Il prigioniero fece per slanciarsi sul pacchetto.

— Altolà, — fece Saul con voce minacciosa. — Di nuovo! Ti faccio vedere io!

Il prigioniero rannicchiò la testa nelle spalle. Evidentemente, era riuscito a capire il tono di voce di Saul. Anton prese il pacchetto, lo guardò e lo aprì. In una busta di ottimo cuoio c’erano un foglio ripiegato varie volte, un disegno e qualche pezzo di cerotto insanguinato.

— Capisce? — disse Saul. — Hanno strappato i cerotti ai feriti.

Anton ricordò gli uomini maciullati e strinse i denti.

— Questo deve essere il rapporto — disse dopo una pausa — sul nostro arrivo. Vadim! — chiamò.

Il prigioniero improvvisamente si mise a parlare. Parlava in fretta, dandosi dei pugni sul petto. Il suo volto esprimeva terrore e disperazione, in strano contrasto con le intonazioni brusche e persino sarcastiche della sua voce. Vadim scese nella sala e si fermò alle spalle del prigioniero, tendendo le orecchie. Il prigioniero tacque e si coprì il volto con le mani.

— Guarda, Vadim, — disse Anton, porgendogli il foglio.

— Oh! — disse Vadim. — Una lettera! Magnifico! Questo ci riduce il lavoro a metà!

Prese il prigioniero per una manica e lo condusse nella sala dei comandi, guardando nel frattempo il foglio. Il prigioniero lo seguì docilmente. Saul studiava attentamente il disegno.

— Non sono uno specialista, — disse infine, — ma, secondo me, è uno schizzo esatto del carro armato che abbiamo ispezionato nella conca. Se lo ricorda?

Passò il disegno ad Anton. Il disegno era stato fatto con molta cura con inchiostro azzurro, ma sulla carta c’erano molte ditate. Era la pianta, probabilmente esattissima, della cabina del veicolo. Alcuni fori erano contrassegnati da rozze crocette rosse, altri erano cancellati. Anton sbadigliò e si stropicciò gli occhi.
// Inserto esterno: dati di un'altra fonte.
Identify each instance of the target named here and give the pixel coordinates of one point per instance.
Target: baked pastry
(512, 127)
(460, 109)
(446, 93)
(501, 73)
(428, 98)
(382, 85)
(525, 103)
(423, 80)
Ma guarda, pensò fiacco. Che bei disegni fanno gli schiavisti.

— Senta, capitano, — disse Saul, — vada a dormire. Tanto finché il nostro linguista non avrà finito, qui non c’è bisogno di lei.

— Crede?

— Ne sono sicuro.

La voce di Vadim dalla sala dei comandi ordinò:

— Caffè e marmellata.

— Arriva! — gridò Saul. — Vada Anton, vada.

— Non me ne vado, — disse Anton. — Resterò qui.

Abbassò le palpebre e smise di opporre resistenza. Dormì un sonno inquieto: di tanto in tanto si svegliava e apriva gli occhi. Vide Saul che passava in punta di piedi reggendo in una mano un barattolo vuoto e nell’altra una caffettiera. Vide poi Saul che portava un vassoio nella sala dei comandi, e nel quadrato giunse un odore di pomodoro. Poi Saul sedette al tavolo e si mise a succhiare la pipa vuota, fissando attentamente Anton. Dalla sala dei comandi giungevano voci monotone. «Su-o… Mu-u… Bu-u…» diceva Vadim, e l’analizzatore ripeteva meccanicamente: «Su-a… Ma-a… Bu-a… Lavorare, karosuu… Lavoratore, karobu… Diventare un lavoratore, karomuu…». Anton si addormentava e tornava a svegliarsi. La voce di Vadim aleggiava incomprensibile: «Rupe lucente, grande e possente… idai-hikari… tika — udo…», e la voce stridula del prigioniero correggeva: «Tiko-o… udo-o…». Vadim gridava: «Saul! Caffè!». «E già la terza caffettiera!» Saul borbottava scontento.